Three of the week's readings involve housing, which was ground zero for the financial crisis. Similarly, housing has been leading the economic recovery.
These are among the reports on tap:
- Standard & Poor's/Case-Shiller home-price index for April, due Tuesday at 9 a.m. (All times Eastern.)
- Consumer confidence for June from The Conference Board, due Tuesday at 10 a.m.
- New home sales for May from the Commerce Department, due Tuesday at 10 a.m.
- Pending home sales for May from the National Association of Realtors, due Thursday at 10 a.m.
- Personal income and spending from the Commerce Department, due Thursday at 8:30 a.m.
Focus on housing
Last week, the National Association of Realtors released a fairly upbeat reading on home sales. Within that report, we learned that the national median price for existing homes stood at $208,000 in May. That was up 15.4 percent from May 2012.
This week, we'll find out how new homes are selling. One wild card for the housing market is the recent upward spiral in mortgage interest rates. Bankrate's survey of mortgage rates last week indicated a decline for the benchmark 30-year fixed, down to 4.12 percent. That marked a slight dip from the highest levels in more than a year.
"All the indicators are pretty overwhelmingly positive" for the housing market, says Walter Molony, spokesman for the National Association of Realtors. He adds that the S&P/Case-Shiller report probably will show a double-digit increase in home prices. But the Realtors' trade group looks for mortgage rates to rise by a full percentage point over the course of the coming year.
Are consumers wincing yet?
This week's report on consumer confidence will follow a reading for May that was the highest in five years for The Conference Board's closely followed index.
The Labor Department indicated that the job market also continued to improve in May. Additionally, last month, retail sales rose 0.6 percent, while sales excluding automobiles were up 0.3 percent, the government reported. Those might be termed modest gains, but gains nevertheless.
More recently, the stock market has grown increasingly volatile, including steep declines after Bernanke talked tapering. Could those Wall Street storm clouds extend to Main Street?
"Consumers that view their wealth from a stock market perspective have taken quite a drubbing in the past two weeks," notes retail expert Britt Beemer, chairman of America's Research Group. "I would certainly expect that those consumer confidence ratings will drop."
The fresh reports on confidence and income and spending will offer some guidance on how consumers are faring.
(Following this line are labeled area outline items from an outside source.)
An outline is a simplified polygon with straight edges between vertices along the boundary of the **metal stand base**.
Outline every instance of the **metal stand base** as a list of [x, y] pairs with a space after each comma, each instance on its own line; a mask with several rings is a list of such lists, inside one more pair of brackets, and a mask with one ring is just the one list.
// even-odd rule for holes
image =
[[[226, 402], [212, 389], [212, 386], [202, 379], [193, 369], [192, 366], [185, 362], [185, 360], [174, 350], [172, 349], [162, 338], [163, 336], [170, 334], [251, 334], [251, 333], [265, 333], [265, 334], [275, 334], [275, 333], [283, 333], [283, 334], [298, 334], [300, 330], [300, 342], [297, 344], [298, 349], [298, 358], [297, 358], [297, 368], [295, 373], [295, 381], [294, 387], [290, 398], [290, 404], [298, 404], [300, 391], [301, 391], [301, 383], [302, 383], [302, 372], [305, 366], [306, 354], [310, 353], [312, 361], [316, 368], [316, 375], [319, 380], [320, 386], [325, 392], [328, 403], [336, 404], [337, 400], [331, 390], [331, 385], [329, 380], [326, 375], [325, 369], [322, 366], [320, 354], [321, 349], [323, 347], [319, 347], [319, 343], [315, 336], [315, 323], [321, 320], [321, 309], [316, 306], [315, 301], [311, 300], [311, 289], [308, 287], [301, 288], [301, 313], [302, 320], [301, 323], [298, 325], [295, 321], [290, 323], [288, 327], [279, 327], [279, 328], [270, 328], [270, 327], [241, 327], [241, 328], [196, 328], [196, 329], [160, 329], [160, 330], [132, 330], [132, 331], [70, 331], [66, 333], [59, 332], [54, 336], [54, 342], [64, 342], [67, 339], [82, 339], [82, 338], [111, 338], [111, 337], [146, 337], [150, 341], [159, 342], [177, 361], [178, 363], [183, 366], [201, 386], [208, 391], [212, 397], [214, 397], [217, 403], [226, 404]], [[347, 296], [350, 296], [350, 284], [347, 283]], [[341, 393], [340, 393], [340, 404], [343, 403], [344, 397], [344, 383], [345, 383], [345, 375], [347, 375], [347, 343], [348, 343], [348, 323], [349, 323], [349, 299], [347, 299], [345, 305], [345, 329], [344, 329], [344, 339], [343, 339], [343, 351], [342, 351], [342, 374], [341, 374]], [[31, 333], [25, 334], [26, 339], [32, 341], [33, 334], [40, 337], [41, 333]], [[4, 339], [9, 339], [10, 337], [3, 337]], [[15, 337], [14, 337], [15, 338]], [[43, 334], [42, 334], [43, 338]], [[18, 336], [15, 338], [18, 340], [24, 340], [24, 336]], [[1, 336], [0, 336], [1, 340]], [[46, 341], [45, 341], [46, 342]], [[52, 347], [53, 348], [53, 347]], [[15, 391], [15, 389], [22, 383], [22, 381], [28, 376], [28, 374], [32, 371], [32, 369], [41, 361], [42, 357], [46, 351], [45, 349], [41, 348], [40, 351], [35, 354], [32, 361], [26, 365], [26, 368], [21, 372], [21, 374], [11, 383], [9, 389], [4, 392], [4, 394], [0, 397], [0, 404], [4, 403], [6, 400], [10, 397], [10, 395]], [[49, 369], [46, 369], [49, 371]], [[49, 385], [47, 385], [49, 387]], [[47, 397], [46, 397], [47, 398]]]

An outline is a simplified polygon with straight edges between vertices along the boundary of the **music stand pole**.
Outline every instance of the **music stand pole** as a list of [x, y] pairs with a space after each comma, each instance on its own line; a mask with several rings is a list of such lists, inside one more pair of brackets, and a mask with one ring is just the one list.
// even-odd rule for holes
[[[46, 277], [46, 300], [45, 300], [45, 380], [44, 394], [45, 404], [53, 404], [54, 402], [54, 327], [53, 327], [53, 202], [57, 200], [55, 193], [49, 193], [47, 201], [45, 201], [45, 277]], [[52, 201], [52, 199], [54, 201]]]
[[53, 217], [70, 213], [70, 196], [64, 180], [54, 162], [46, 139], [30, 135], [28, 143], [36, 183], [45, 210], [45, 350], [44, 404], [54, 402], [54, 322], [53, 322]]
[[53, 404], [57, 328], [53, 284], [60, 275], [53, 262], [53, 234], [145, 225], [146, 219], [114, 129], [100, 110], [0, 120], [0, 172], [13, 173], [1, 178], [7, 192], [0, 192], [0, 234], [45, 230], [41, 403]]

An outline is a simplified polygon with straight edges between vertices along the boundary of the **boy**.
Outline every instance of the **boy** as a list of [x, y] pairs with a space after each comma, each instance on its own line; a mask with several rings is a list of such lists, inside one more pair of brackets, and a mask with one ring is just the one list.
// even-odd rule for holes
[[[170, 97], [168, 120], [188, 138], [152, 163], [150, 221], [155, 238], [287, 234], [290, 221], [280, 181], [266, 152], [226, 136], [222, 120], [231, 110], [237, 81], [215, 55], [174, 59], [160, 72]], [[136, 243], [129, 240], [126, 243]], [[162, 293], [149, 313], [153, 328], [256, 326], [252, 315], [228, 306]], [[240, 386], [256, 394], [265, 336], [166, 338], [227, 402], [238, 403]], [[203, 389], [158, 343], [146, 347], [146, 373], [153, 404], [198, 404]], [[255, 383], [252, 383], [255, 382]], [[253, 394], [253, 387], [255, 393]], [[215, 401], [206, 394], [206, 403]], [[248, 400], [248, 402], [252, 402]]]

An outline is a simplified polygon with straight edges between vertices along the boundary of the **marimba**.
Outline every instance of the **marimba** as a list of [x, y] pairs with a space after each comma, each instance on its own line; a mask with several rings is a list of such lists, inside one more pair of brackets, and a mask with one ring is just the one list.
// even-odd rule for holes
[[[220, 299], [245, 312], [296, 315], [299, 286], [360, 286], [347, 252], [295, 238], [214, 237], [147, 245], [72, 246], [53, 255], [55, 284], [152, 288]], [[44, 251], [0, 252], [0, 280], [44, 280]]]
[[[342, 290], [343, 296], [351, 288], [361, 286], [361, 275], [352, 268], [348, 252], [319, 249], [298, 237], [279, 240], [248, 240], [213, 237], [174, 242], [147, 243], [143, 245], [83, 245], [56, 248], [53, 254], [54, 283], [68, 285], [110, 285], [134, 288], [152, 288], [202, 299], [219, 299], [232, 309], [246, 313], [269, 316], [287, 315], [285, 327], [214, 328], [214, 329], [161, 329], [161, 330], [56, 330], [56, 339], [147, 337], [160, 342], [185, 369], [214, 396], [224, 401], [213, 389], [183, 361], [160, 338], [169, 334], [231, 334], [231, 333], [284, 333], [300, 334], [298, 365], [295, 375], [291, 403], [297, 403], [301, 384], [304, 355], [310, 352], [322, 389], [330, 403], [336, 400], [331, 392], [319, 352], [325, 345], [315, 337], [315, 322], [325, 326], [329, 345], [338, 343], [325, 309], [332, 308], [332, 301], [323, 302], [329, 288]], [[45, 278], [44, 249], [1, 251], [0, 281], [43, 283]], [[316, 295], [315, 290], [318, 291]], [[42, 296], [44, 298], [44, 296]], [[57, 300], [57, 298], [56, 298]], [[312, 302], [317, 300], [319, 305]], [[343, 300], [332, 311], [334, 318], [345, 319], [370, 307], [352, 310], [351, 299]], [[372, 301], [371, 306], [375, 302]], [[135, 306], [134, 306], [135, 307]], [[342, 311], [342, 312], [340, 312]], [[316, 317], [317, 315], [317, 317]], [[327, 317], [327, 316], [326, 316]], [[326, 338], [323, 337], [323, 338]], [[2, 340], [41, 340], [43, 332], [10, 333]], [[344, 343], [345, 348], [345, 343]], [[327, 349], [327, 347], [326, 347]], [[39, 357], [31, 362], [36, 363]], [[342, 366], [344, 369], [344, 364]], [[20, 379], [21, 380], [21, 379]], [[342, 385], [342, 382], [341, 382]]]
This week in business history: Credit unions
It was June 26, 1934 that President Franklin D. Roosevelt signed into law the Federal Credit Union Act. As the name implies, it established a federal system of credit unions, while allowing the institutions to be chartered under federal or state law.
The National Credit Union Administration says federally insured credit unions had nearly 95 million members in the first quarter of 2013 and held more than $1 trillion in assets.